When the subject comes up about creating more sustainable parks and walkways, there are old-world thinkers who gripe and complain that we don’t need them and then turn right around and wonder why so many people are in poor health or overweight. They can’t see the forest because there are no trees in their life. They drive their cars and trucks to point A and back to B and then point out that if they want a nice place to go, they’ll simply drive out of town. This philosophy was presented to me this week.

In so many words it was explained that no matter what we do here, we will always just be a redneck oil town. My immediate thought was “Yup, as long as people like you are here, it surely will be.” We live the life of electricity and gasoline. Remove either and you are on foot. You suddenly get an up close and personal look at the Nature you have conveniently ignored. On top of that you get to meet the people who have resided next to you for the last 10 years.

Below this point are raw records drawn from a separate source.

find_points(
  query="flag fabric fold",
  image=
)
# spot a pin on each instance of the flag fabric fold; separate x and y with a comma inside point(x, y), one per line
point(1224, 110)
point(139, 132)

I don’t want to live in a 1984-ish industrial complex, a slum, ghetto, or a place with cookie cutter tiny unimaginative parks. I also want the option to travel on foot and get a little shoe time instead of always thinking my vehicle is my only way to get around. Our waterways need the same consideration, where fish are edible, beach and coastline is recreational, and families can launch their canoes and kayaks on the creek or bayou and explore nature.
Ray Tallant fishing on the ship channel.
That old philosophy that every berry out there is to be eaten immediately needs to go with the wind. We as citizens have the responsibly to make life here better and we can’t do it without adjusting our way of seeing the possibilities.
.

3 comments:

Anonymous said...


Dear Bert,

Yeeeeaaaaahhhhh!!!!!

Your article in today's Sun should be REQUIRED reading for all Baytownians! It's WONDERFUL, and thanks for the Adopt-A-Site plug!

Keep 'em comin'!

Eleanor

Anonymous said...

Very thoughtful Bert. We all need to care more for Mother nature....Debi

Patrick N. said...

Well said, Bert!

Since I started diving a few years ago, I feel the same way about the reefs. It's astounding how little regard many divers have for such a precious system as the reef. We used to participate in Trash Fest each year, in which divers from all over would clean up the Comal River. The amount of trash we pulled out was horrifying.